Альберт молчал, словно увиденное за окном, с которого уже были сняты гардины и даже тюль, поглотило не только все его внимание, но и способность говорить тоже. Так оно на самом деле и было…
Смотрел он вовсе не на щедро распустившуюся в их тенистом дворе майскую зелень, не на детскую площадку, которую отделяли от набережной высокие и, вероятно, очень старые деревья.
Смотрел он на стройную, черноволосую женщину в легком темном платье, белом коротком пиджачке и белых босоножках, стоявшую под их окнами, напротив подъезда… Поначалу ему показалось, что он ошибся. Однако, спустя мгновение, женщина подняла голову и задумчиво посмотрела на их окна… Альберт Вронский почувствовал внезапный приступ тошноты, словно был он не настоящим мужиком, оперативником известного московского ЧОПа «Глория», а склонной к обморокам дамочкой из позапрошлого века.
За его спиной что-то говорила Альбина Борисовна, все еще упрекавшая сына за невнимательность и рассеянность. За пыльными стеклами окон звенел отдаленный птичий гомон и детские голоса, доносившиеся с площадки, перемежающиеся строгими и не очень окриками мамочек в адрес расшалившихся не в меру чад.
Однако для Альберта Вронского в данный момент в мире царила абсолютная тишина. И в этой тишине очень медленно Евгения Петровна Шмелева подняла руку, чтобы поправить соскользнувший с плеча ремень изящной белой сумочки. Пристально посмотрела на окно, в котором, словно прикипев к месту, застыл Альберт, и… улыбнулась.
Как завороженный Вронский наблюдал за Женей: вот она — тоже неправдоподобно медленно — покачала головой, словно и осуждая, и удивляясь одновременно, вот повернулась спиной к их дому. И пошла прочь, постепенно ускоряя шаг. Через минуту белый пиджачок мелькнул в последний раз рядом с детской площадкой и исчез за распустившимся этой ночью кустом сирени. Сирень была сорта «турецкая» и оттого необыкновенно пышная и густая: жители берегли ее как зеницу ока…
— Знаешь, я бы на ее месте тоже отомстила, — прозвучал рядом с ним негромкий голос Альбины Борисовны, возвращая Вронского к реальности. Сколько простояла мать рядом, он не знал, да и имело ли это хоть какое-то значение?

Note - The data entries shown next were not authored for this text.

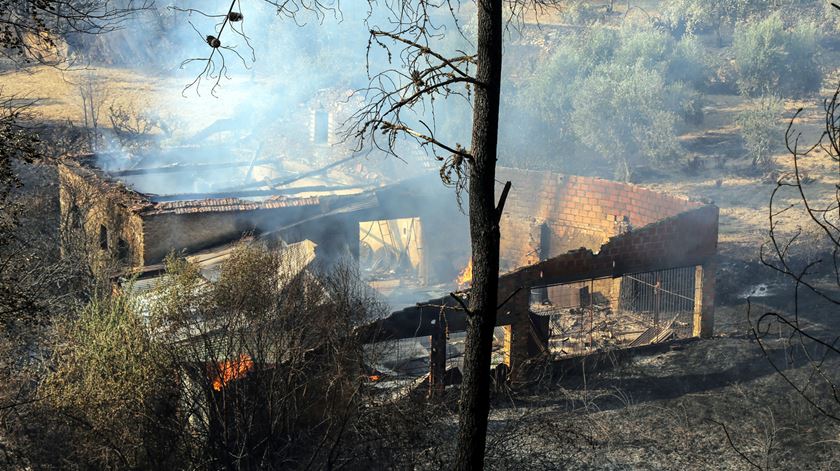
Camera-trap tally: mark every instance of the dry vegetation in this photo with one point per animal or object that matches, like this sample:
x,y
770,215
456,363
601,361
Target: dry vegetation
x,y
702,405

— Мне нужно позвонить, — произнес Альберт. Собственный голос показался ему отчего-то чужим.
Альбина Борисовна молча кивнула и отступила в сторону, давая возможность сыну пробраться среди узлов в соседнюю комнату, где возле старомодного черного телефонного аппарата были сложены их мобильники — дабы не потерять их в хаосе предотъездных хлопот.
Денис Андреевич Грязное взял трубку только после четвертого гудка, и голос его не показался Альберту веселым. Но и самому Вронскому тоже было не до веселья, когда как можно короче и суше он сообщил Денису о своем решении уйти из «Глории». И вновь тот ответил не сразу: Альберту показалось даже, что связь прервалась.
— Такой уж сегодня, видимо, день, — произнес владелец «Глории» совершенно непонятную фразу и снова на какое-то время умолк, прежде чем продолжить. Вронский тоже молчал, не зная, что ответить на реплику Дениса.
— Ладно, это я о своем… Ты хорошо подумал?
Вопрос был дежурный, точно таков же и ответ:
— Да.
— Если честно, мне очень жаль, — вздохнул Грязнов-младший. — И всем будет жаль… Собираешься работать дальше по специальности?
— Думаю, да. Правда…
— Что ж, в таком случае подумай об адвокатской практике, Альберт. Есть возможность постажироваться у высококлассного специалиста.
— Спасибо, я подумаю… Нет, правда спасибо!
Но Грязнов-младший уже отключил связь.
Альберт положил телефонную трубку и посмотрел на Альбину Борисовну, стоявшую в дверях.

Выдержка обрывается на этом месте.